MAKALAH
ADAB DAN TATA CARA MENGKAFANI JENAZAH
Diajukan untuk memenuhi tugas mata kuliah “social religious skill”.
Dosen pengampu:
Dr. Achmad Zuhdi Dh, M.Fil.I NIP: 196110111991031001
INA ISLAMIA 03030223103
ANANDA AHMAD I. S. 03040223061
AHMAD SHOHIBUL FADIL 03040223059
PROGRAM STUDI SEJARAH PERADABAN ISLAM FAKULTAS ADAB DAN HUMANIORA
UNIVERSITAS ISLAM NEGERI SUNAN AMPEL
SURABAYA
KATA PENGANTAR
Segala puji dan syukur selalu penulis panjatkan kepada Allah SWT. yang telah memberikan kenikmatan serta mencurahkan rahmatnya kepada kita semua. Tak lupa shalawat serta salam tetap tercurahkan kepada junjungan kita Nabi Muhammad saw. penulis juga berterima kasih kepada dosen pengampu mata kuliah “SOCIAL RELIGIOUS SKILL” bapak Dr.
Achmad Zuhdi Dh, M.Fil.I yang telah memberikan kesempatan kepada penulis, sehingga penulis dapat menyelesaikan tugas yang berjudul “ADAB DAN TATA CARA MENGKAFANI JENAZAH”.
Penulis juga menyadari bahwa ada ketidaksempurnaan dalam penulisan makalah ini.
Maka dari itu penulis memohon maaf sebesar-besarnya apabila ada salah kata atau terdapat banyak kesalahan dan kekurangan dalam penulisan makalah ini maupun dalam penguasaan materi. Penulis juga mengharapkan kritik dan saran yang membangun dari pembaca untuk penulis agar makalah ini dapat dibuat dengan lebih sempurna lagi.
Semoga dengan makalah ini, diharapkan kita mendapatkan ilmu yang belum kita ketahui sebelumnya dan menambah pengetahuan kita yang sudah ada sebelumnya, Aamiin.

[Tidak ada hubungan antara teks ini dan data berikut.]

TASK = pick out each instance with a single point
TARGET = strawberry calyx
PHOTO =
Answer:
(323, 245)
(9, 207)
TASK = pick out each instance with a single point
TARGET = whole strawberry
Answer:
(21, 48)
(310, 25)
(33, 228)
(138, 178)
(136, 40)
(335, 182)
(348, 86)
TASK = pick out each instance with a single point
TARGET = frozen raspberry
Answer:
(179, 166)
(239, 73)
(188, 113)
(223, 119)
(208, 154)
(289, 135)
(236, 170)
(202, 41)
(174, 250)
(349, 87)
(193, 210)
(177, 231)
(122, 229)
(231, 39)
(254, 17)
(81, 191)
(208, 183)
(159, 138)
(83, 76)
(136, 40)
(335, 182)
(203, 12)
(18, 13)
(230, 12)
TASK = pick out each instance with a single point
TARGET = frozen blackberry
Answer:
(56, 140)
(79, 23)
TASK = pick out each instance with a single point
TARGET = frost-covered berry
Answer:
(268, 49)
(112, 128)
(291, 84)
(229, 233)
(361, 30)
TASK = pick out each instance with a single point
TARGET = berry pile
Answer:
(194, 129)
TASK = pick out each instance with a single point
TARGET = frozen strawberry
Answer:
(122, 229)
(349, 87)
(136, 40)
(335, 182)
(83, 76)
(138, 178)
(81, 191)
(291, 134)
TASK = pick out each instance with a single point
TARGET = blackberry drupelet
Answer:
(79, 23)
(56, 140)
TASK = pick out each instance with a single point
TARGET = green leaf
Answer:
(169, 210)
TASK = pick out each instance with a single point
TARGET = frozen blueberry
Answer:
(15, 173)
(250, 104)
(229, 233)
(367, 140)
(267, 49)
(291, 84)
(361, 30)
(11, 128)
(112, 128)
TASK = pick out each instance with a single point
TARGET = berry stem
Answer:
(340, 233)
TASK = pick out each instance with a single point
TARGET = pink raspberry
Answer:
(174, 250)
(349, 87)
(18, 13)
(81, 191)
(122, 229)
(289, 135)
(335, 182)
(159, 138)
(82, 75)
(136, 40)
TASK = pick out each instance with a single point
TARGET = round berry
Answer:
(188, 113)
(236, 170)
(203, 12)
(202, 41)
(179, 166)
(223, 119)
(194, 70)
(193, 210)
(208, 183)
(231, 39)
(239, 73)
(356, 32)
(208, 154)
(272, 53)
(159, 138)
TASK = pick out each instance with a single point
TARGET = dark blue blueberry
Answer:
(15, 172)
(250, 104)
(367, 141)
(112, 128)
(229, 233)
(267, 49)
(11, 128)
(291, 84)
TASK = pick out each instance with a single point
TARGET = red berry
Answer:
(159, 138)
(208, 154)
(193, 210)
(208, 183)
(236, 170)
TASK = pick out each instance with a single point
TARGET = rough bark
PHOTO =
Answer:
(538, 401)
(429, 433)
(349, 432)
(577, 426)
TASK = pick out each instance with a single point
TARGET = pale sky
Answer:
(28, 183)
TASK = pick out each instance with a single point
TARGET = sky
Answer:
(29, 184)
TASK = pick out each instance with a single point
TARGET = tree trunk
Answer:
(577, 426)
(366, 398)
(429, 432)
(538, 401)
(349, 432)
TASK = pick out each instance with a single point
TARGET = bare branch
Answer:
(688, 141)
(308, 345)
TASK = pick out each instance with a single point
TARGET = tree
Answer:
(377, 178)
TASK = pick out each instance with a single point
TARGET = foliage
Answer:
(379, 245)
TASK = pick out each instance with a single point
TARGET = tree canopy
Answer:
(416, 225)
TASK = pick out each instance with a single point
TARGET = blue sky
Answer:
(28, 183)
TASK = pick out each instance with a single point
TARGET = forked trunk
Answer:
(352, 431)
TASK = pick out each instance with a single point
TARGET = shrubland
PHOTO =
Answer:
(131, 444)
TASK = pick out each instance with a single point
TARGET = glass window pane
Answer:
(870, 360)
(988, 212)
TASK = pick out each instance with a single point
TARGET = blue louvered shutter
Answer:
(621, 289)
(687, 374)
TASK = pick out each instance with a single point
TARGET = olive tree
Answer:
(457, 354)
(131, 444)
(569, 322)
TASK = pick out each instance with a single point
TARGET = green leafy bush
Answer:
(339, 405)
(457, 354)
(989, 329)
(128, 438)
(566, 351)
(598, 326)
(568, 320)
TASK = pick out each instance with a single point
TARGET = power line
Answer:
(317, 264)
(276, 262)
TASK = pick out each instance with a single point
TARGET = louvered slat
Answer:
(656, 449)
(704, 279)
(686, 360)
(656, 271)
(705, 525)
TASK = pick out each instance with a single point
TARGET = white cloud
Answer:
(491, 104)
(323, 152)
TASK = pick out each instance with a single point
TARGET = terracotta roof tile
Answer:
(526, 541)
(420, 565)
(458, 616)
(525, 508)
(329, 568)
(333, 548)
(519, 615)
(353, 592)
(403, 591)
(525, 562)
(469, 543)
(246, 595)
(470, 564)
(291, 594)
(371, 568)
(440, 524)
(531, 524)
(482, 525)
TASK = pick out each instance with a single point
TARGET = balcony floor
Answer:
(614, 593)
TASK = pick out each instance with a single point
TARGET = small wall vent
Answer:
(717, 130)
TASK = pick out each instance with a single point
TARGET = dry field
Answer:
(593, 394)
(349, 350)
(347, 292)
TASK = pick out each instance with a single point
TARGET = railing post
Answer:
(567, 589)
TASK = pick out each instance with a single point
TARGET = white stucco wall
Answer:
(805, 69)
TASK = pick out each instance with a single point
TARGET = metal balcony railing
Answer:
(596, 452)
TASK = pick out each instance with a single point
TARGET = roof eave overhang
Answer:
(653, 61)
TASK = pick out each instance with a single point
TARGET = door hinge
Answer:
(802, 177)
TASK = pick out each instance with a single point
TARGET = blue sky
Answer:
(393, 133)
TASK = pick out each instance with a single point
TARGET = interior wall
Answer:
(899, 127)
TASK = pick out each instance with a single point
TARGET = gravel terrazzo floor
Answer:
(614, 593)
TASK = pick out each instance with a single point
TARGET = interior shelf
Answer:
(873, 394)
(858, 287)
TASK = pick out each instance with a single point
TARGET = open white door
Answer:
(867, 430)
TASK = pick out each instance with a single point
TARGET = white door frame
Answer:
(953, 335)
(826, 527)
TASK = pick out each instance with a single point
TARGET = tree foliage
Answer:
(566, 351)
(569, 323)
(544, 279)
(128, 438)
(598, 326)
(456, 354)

Surabaya, 22 Februari 2025
Penulis
DAFTAR ISI
KATA PENGANTAR...i
DAFTAR ISI...ii
BAB I PENDAHULUAN...1
1.1 latar belakang... 1
1.2 Rumusan masalah... 1
1.3 Tujuan masalah... 1
BAB II PEMBAHASAN...2
2.1 Adab mengkafani jenazah... 2
2.2 tata cara mengkafani jenazah...4
BAB III PENUTUP... 7
KESIMPULAN... 7
DAFTAR PUSTAKA... 8
BAB I PENDAHULUAN 1.1 latar belakang
Kematian merupakan suatu peristiwa yang pasti terjadi dalam kehidupan semua makhluk tidak terkecuali manusia. Meski tak seorangpun yang tau pasti kapan datangnya. Jika ajal sudah menjemput, maka tidak ada yang bisa meminta untuk ditangguhkan. Segala urusan yang ada di dunia terhenti seketika dan tanggung jawab pelaksanaan terhadap orang yang sudah meninggal dunia tersebut menjadi kewajiban bagi orang yang masih hidup. Allah SWT telah menetapkan hukum Fardhu Kifayah, artinya apabila disuatu tempat sudah ada orang yang telah melaksanakannya maka semua orang yang berada di daerah tersebut tidak berdosa. Ini merupakan bentuk tanggung jawab umat Islam terhadap sesama, terutama bagi orang yang sudah meninggal dunia. Nabi Muhammad Saw melalui risalah yang dibawanya telah memberikan pedoman komprehensif yang mengatur segala aspek kehidupan manusia. Salah satu aturan yang ditetapkannya adalah tentang cara menghadapi jenazah, mulai dari cara menghadapi orang yang sedang sakaratul maut, sampai pada proses menguburkan jenazah ke liang lahat. Semua itu dijelaskan secara lengkap agar memudahkan umat Islam dalam memberikan hak kepada mayit untuk mendapatkan penyelenggaraan terbaik. Fenomena yang terjadi di dalam kehidupan sehari- hari masih banyak di antara umat Islam yang belum mengetahui tata cara penyelenggaraan jenazah dengan baik dan benar serta sesuai dengan ajaran Islam, maka dibutuhkan panduan sebagai acuan dalam proses praktikum penyelenggaraan jenazah yang sistematis dan komprehensif serta mudah diterapkan.
1.2 Rumusan masalah
1. Apa saja adab yang harus diperhatikan dalam proses mengkafani jenazah?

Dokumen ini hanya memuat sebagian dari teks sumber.